Ever since South Carolina’s Rep. Joe Wilson insulted the president and his office during Wednesday’s Health Care speech, the newspapers can’t get enough of his connection with the Sons of Confederate Veterans as well as his outspoken support for the public display of the Confederate flag and “Confederate honor.” Today’s NYT’s column by Maureen Dowd takes this news thread to drive home an essentially reductionist connection between Wilson’s nutty little outburst, his personal past, and the broader history of his home state of South Carolina:
The congressman, we learned, belonged to the Sons of Confederate Veterans, led a 2000 campaign to keep the Confederate flag waving above South Carolina’s state Capitol and denounced as a “smear” the true claim of a black woman that she was the daughter of Strom Thurmond, the ’48 segregationist candidate for president. [Therefore] Wilson clearly did not like being lectured and even rebuked by the brainy black president presiding over the majestic chamber.

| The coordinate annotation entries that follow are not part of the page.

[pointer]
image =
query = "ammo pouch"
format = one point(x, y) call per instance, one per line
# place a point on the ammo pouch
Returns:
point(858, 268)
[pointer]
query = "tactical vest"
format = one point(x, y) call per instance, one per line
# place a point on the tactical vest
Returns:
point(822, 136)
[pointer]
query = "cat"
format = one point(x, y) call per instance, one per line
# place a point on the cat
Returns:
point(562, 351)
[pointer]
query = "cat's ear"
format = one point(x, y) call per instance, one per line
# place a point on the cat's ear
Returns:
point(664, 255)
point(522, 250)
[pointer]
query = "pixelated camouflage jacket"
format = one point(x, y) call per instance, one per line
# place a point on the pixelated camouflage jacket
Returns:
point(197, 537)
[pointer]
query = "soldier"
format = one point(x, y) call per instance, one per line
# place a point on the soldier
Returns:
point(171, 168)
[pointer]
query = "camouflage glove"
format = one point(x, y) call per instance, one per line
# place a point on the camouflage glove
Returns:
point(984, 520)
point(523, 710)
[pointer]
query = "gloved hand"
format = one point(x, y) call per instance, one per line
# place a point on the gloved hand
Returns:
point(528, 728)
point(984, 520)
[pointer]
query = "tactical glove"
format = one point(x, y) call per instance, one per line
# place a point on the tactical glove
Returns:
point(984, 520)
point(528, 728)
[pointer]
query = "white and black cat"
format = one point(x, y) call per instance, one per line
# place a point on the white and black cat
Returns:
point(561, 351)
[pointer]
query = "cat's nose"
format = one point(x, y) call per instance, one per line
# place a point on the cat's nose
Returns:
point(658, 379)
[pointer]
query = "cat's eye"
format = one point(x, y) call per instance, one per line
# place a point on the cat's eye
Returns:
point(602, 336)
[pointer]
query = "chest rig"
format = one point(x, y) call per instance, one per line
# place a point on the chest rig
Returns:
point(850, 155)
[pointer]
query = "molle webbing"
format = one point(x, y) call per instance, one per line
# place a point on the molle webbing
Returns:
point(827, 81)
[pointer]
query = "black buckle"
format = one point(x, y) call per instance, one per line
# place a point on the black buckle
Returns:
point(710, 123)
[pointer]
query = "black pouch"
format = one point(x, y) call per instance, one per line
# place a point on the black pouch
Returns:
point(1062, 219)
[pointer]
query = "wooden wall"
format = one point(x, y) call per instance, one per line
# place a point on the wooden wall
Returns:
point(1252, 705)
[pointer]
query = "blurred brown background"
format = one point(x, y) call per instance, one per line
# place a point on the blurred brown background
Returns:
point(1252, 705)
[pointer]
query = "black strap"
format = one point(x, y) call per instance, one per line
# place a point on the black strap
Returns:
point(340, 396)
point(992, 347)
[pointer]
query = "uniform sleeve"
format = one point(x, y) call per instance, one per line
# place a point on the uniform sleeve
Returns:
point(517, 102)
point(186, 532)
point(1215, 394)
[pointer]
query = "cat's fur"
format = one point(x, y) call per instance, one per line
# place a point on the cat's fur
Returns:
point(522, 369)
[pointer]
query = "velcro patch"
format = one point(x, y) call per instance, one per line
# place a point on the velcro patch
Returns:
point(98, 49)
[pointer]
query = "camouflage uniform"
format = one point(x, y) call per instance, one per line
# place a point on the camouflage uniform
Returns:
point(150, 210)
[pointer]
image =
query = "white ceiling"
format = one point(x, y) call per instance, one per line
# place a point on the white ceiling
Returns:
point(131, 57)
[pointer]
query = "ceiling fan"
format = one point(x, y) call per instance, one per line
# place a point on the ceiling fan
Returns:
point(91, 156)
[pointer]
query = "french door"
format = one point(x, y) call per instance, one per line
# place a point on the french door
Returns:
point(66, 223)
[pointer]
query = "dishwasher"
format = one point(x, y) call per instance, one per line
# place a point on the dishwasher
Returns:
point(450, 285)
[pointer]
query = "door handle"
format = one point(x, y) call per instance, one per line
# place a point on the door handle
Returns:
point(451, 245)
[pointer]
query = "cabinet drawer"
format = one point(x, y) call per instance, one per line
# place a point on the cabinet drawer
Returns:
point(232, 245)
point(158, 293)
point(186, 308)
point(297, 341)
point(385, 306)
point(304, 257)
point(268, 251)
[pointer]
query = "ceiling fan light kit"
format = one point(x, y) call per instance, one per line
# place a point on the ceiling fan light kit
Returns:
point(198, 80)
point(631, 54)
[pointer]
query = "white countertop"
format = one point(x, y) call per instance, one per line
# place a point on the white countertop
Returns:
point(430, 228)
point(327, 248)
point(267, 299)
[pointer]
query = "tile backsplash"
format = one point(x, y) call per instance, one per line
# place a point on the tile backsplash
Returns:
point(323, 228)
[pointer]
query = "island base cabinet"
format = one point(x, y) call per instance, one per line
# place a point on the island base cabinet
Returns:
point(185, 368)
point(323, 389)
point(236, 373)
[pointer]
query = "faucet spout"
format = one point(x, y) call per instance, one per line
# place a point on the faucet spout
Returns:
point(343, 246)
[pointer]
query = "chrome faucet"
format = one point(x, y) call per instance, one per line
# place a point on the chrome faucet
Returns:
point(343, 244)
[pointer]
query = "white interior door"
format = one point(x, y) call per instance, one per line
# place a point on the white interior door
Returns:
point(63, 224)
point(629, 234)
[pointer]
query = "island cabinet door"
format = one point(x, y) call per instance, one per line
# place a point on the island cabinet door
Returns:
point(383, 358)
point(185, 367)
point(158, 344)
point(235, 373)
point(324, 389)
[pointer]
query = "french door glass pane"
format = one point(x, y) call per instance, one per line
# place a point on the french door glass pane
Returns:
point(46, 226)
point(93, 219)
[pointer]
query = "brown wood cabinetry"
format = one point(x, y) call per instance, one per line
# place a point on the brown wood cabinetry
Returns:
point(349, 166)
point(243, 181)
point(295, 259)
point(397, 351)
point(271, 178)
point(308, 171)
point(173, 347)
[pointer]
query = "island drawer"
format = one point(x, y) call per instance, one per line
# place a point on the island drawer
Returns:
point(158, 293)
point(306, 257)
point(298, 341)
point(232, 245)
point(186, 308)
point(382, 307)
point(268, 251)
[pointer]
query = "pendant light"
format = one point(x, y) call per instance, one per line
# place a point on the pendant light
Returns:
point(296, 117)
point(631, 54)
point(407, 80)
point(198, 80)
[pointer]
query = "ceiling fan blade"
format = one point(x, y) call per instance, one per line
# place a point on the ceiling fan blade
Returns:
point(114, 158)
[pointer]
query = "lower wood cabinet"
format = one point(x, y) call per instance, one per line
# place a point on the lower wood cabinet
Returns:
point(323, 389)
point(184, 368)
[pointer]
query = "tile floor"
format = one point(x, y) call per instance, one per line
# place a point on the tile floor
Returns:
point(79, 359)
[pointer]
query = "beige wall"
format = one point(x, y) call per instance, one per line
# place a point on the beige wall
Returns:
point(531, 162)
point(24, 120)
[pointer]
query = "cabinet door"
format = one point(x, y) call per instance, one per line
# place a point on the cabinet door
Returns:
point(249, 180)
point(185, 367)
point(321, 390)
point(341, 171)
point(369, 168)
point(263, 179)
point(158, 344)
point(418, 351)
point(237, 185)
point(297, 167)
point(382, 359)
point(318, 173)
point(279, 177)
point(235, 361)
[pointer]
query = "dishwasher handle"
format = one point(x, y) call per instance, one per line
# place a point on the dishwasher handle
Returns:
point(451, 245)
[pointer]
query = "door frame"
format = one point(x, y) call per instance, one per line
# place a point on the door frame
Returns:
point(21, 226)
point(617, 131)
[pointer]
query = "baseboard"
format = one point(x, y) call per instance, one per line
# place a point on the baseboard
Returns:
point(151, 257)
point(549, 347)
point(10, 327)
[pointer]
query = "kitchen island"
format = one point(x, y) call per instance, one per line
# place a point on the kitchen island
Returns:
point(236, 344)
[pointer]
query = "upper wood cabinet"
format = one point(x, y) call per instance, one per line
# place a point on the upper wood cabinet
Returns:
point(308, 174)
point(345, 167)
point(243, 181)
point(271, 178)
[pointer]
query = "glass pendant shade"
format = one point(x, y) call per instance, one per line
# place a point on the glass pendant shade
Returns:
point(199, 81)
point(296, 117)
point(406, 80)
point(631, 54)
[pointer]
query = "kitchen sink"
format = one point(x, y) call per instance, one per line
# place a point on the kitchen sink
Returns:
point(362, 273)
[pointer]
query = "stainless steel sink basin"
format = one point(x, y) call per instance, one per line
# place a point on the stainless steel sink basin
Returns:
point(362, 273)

Others have tried to situate Wilson into a broader historical narrative that includes the likes of John Calhoun, Preston Brooks, and South Carolina’s own place in the story of secession, Civil War, and Massive Resistance. These narrative memes are so predictable, but ultimately tell us next to nothing about what motivated Joe Wilson’s outburst. Oh…I get it. Because Calhoun, Brooks, and Thurmond are so easily lumped together in some vague reactionary category we might as well throw good old Wilson in there. Dowd and others draw much too close of a connection between between Wilson’s past and the broader history of the state that he represents. It’s almost silly that it even has to be pointed out. SCV members are not necessarily card carrying racists; in fact, I read plenty of news reports of members who voted for Obama back in November. It also doesn’t follow that those who identify with the Confederate past by flying a flag on private property are engaged in racial commentary or attempting to role back the clock to the Jim Crow Era. How much do you think Dowd and others know about the SCV to be able to imply such a connection? Please don’t get me wrong, this is not meant in any way as a public statement of support for the SCV or a signal that a Confederate flag is going up on my front porch. I’ve made my position clear on both the SCV and the flag on this blog.
I get the sense that the many reports that have implied such connections present Americans with another opportunity to play with our Civil War memory.